Eggs Poached in Tomato Sauce

Poaching eggs in water requires a bit of technique or a nice tool. Poaching eggs in tomato sauce is slightly different: you want to keep the white close to the yolk, but it should not envelope it: the yolk must remain visible.

The combination of tomato sauce and egg seems to be a bit odd, but the rich, runny egg in combination with the slightly acidic, aromatic tomato sauce is really nice. Great suggestion for lunch or a hearty breakfast. Feel free to create your own version of this dish, for instance by adding some parsley or cheese. Serve with crusted bread.

In most cases the result is shown in a pan. For good reasons: it does not look very attractive when served on a plate. The fun is definitely in the flavours and aromas.

What You Need

What You Do

Warm the tomato sauce and reduce. Increase the heat until the sauce is nearly boiling, gently add the eggs (as you would do when poaching eggs in water) and reduce heat. Using a small spoon make sure the white remains close to the yolk, without covering it. Wait until the white is set. Perhaps add some freshly grounded black pepper.

Eggs Poached in Tomato Sauce ©cadwu
Eggs Poached in Tomato Sauce ©cadwu

Sauce Provençale

Based on one of the leading (mother) sauces this is a quick, tasty and uplifting sauce with olives, capers and Herbes de Provence. The success of this sauce depends on the use of the intense, flavorful classic tomato sauce. Sauce Provençal has a good structure and comes with a variety of flavors, making it very much an accompaniment for grilled chicken or fish. If you use modern tomato sauce, then the result will be nice, but not as spectacular.

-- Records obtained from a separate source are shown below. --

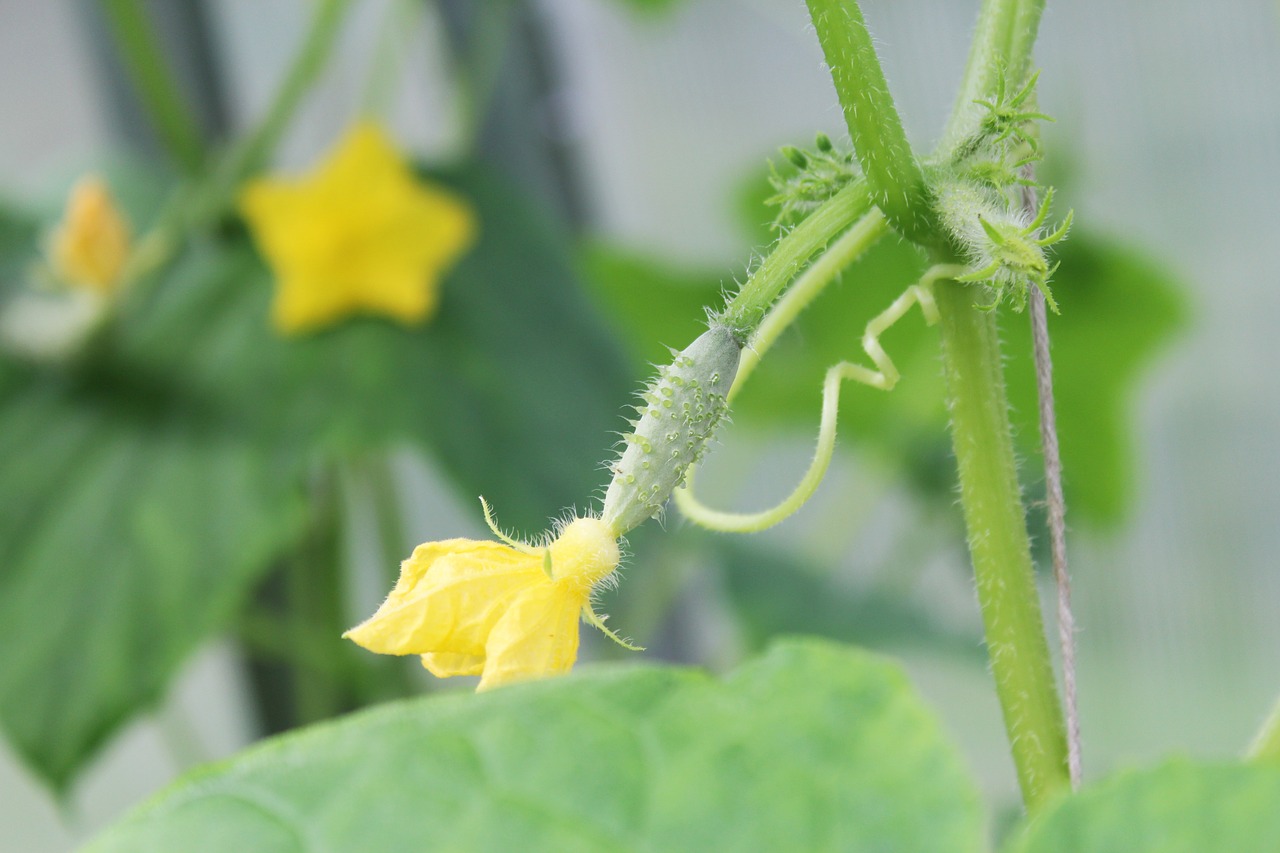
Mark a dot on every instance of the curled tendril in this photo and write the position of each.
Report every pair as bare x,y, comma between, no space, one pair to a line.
883,377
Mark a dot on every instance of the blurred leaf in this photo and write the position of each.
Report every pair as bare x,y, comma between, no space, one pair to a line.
515,386
812,747
656,306
147,487
131,523
1119,309
19,238
650,7
1178,807
773,594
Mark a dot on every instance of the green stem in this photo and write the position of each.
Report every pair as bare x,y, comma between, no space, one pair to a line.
204,201
476,68
315,594
1266,746
1001,45
880,141
748,308
809,286
140,50
1000,547
252,151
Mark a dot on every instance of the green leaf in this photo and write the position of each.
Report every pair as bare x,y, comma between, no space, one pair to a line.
515,386
1120,309
131,524
1178,807
149,486
650,7
813,747
775,593
18,246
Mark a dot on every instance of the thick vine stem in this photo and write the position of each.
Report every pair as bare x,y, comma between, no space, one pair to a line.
1001,49
881,145
1000,547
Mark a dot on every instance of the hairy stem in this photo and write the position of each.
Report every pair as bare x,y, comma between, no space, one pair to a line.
151,76
1001,46
746,310
880,141
1000,547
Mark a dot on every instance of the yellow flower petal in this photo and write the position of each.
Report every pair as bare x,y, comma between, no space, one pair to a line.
443,665
92,243
448,598
536,635
361,233
485,609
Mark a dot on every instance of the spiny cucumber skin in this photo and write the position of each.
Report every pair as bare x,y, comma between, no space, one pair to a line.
680,411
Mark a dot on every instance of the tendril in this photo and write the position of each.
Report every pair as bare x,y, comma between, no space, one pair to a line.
883,378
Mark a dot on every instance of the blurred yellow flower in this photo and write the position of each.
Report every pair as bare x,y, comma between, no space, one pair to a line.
506,612
361,233
91,245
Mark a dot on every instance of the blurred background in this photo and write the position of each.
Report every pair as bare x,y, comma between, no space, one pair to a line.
644,129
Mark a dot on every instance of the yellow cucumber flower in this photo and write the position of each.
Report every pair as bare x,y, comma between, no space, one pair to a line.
361,233
504,612
91,245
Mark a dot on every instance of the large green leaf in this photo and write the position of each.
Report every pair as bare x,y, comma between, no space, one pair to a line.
776,593
1178,807
813,747
1119,308
149,486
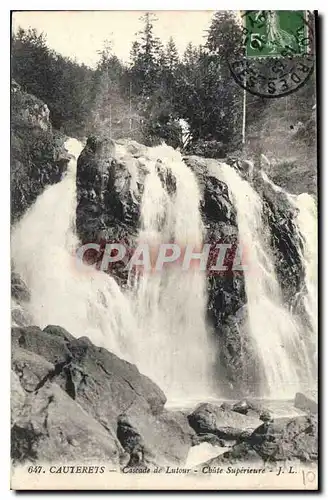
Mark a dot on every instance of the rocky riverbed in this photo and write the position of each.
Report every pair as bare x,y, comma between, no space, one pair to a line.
72,400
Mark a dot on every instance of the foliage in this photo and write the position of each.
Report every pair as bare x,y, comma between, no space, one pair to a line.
145,99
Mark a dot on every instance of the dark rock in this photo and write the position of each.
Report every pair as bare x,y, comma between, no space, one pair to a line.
150,440
32,338
211,419
207,438
265,416
307,402
38,155
286,241
59,331
19,290
226,406
226,290
108,392
50,426
284,439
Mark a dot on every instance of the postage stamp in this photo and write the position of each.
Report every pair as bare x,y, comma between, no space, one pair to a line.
277,53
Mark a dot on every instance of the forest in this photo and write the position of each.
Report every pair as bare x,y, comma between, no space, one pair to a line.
145,98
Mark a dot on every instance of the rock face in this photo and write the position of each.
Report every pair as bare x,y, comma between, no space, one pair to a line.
284,439
229,425
285,241
109,191
38,156
306,402
73,400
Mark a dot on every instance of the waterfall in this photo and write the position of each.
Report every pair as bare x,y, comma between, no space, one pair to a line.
276,334
306,221
158,323
171,305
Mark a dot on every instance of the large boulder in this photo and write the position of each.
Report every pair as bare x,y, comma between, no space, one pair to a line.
38,155
57,377
229,425
50,426
154,440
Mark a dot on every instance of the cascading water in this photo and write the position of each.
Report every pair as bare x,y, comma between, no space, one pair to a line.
171,305
275,332
159,323
306,223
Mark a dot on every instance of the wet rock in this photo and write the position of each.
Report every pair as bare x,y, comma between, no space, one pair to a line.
285,240
19,290
207,438
51,427
38,155
226,290
307,402
104,389
283,439
153,440
59,331
211,419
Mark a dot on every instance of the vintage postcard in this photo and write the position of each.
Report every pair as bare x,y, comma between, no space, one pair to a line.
164,250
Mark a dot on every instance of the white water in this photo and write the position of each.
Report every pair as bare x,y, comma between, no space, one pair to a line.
159,324
277,336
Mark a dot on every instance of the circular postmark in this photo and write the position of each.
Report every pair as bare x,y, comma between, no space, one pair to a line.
277,53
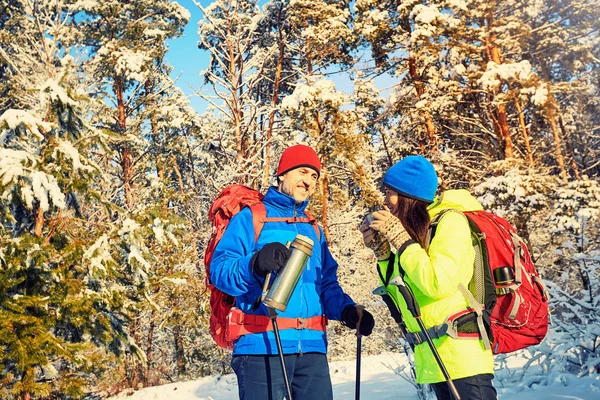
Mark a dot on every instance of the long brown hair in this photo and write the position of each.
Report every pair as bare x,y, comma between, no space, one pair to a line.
415,218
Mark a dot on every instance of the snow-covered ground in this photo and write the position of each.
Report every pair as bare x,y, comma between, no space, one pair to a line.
379,380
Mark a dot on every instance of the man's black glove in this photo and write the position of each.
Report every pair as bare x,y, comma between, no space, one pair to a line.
270,258
350,319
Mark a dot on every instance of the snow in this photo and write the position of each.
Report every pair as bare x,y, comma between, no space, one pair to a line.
506,72
379,380
15,118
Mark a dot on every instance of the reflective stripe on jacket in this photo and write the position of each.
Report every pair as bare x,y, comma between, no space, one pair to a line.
434,276
317,293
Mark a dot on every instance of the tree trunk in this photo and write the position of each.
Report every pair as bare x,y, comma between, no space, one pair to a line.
557,142
149,348
431,143
39,222
179,350
274,99
569,148
524,131
499,116
125,151
177,173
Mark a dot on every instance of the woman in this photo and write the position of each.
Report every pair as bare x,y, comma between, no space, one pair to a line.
433,271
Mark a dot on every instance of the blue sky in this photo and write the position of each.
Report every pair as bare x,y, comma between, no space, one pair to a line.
187,60
185,57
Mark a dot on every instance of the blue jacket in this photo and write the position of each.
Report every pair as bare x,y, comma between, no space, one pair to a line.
318,291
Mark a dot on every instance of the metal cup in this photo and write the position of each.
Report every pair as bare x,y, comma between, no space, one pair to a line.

Herbes de Provence is a mixture of dried herbs such as oregano, thyme, rosemary, savory and perhaps sage and lavender. Feel free to create your own mixture. If you buy a ready-made mixture, make sure it has character, aromas and structure.

What You Need

  • Classic Tomato Sauce
  • One shallot
  • Two Tomatoes
  • One Glove of Garlic
  • Teaspoon of Herbes de Provence
  • Capers
  • Black Olives
  • Olive Oil
  • Black Pepper

What You Do

Peel the tomatoes, remove the seeds and cut in small cubes. Finely chop the shallot. Wash and drain the capers. Crush the garlic and slice the olives in two. Heat a heavy iron skillet and gently glaze the shallot. Add tomatoes, garlic and herbes de Provence. Leave on low heat for 5 minutes. Now add the classic tomato sauce, the capers and the olives. Leave for 5-10 minutes. Stir the mixture gently. You want to keep the structure of the tomatoes. Taste and perhaps add some black pepper.

Sauce Provençal with Grilled Chicken ©cadwu
Sauce Provençal with Grilled Chicken ©cadwu

The Art of Sauces: Classic Tomato Sauce

This recipe goes back to the days of Antonina Latini who published a recipe for a tomato sauce in his Lo Scalco alla Moderna (The Modern Steward, or The Art of Preparing Banquets Well) in 1692. Marie-Antoine Carême wrote about Latini’s recipes and Auguste Escoffier positioned the sauce as a leading (mother) sauce.

The sauce is different from a modern, vegetarian tomato sauce, for instance because one of the ingredients is salted pork, which obviously brings saltiness and depth to the sauce, in a very natural way. 
The sweetness of the tomato is supported by carrots, onions and various herbs, making it a much more complex sauce. The flavours and aromas of the tomatoes benefit from the rich and tasteful context. This also supports the concept of a leading sauce: you can use it as a starting point for other sauces.
The texture of the sauce (it’s not smooth) in combination with the fat creates a very pleasant mouthfeel.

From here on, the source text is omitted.